ATLANTA, Aug. 07, 2025 (GLOBE NEWSWIRE) — First Advantage Corporation (NASDAQ: FA), a leading provider of global software and data in the HR technology industry, today announced financial results for the second quarter ended June 30, 2025.
Key Financials
(Amounts in millions, except per share data and percentages)
Three Months Ended June 30, | |||||||
2025 | 2024 | ||||||
Revenues | $ | 390.6 | $ | 184.5 | |||
Income from operations | $ | 37.7 | $ | 9.9 | |||
Net income | $ | 0.3 | $ | 1.9 | |||
Net income margin | 0.1 | % | 1.0 | % | |||
Diluted net income per share | $ | 0.00 | $ | 0.01 | |||
Adjusted EBITDA1 | $ | 113.9 | $ | 55.8 | |||
Adjusted EBITDA Margin1 | 29.2 | % | 30.2 | % | |||
Adjusted Net Income1 | $ | 47.0 | $ | 30.8 | |||
Adjusted Diluted Earnings Per Share1 | $ | 0.27 | $ | 0.21 |
1 Adjusted EBITDA, Adjusted EBITDA Margin, Adjusted Net Income, Adjusted Diluted Earnings Per Share, and Adjusted Operating Cash Flows are non-GAAP measures. Please see the schedules accompanying this earnings release for a reconciliation of these measures to their most directly comparable respective GAAP measures.
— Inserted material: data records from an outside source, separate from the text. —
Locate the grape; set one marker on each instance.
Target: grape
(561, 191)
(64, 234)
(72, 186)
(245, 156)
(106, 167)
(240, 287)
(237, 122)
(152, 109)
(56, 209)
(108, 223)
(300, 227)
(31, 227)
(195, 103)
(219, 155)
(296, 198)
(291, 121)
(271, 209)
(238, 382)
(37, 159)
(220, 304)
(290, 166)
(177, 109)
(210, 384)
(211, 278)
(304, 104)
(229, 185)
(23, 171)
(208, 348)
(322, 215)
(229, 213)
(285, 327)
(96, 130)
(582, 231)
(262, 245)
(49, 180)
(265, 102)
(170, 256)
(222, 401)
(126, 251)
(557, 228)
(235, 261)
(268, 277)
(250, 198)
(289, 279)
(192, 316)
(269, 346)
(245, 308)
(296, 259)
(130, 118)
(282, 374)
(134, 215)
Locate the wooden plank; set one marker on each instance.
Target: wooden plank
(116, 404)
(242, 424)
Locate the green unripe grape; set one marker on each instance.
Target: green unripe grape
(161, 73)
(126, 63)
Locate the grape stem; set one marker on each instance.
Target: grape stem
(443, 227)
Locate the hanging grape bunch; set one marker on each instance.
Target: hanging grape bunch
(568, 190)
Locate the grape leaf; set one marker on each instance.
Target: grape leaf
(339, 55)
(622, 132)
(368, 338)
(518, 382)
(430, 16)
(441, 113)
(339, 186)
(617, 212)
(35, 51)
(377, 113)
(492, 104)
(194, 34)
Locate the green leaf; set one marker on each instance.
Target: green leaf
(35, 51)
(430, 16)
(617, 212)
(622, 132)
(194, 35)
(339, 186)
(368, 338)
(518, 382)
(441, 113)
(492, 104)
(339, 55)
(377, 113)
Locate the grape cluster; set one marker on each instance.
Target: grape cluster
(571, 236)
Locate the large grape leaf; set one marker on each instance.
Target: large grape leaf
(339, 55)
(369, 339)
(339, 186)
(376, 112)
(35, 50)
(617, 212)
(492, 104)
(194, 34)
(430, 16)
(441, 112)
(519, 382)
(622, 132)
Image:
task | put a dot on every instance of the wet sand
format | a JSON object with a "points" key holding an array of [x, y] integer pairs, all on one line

“During the second quarter, we delivered solid financial performance at the top end of our previously stated expectations, despite continuing uncertainty within macroeconomic trends. Our balanced vertical strategy and market reach, combined with our consistent go-to-market execution, underpins the strength and resiliency of our business model. We continue to advance on our FA 5.0 strategic priorities, including seamlessly integrating our acquisition of Sterling and executing our best-of-breed product, data, and technology strategy. In addition, we are encouraged by continuing momentum in our international markets and are seeing strong customer interest in our Digital Identity solutions,” said Scott Staples, Chief Executive Officer.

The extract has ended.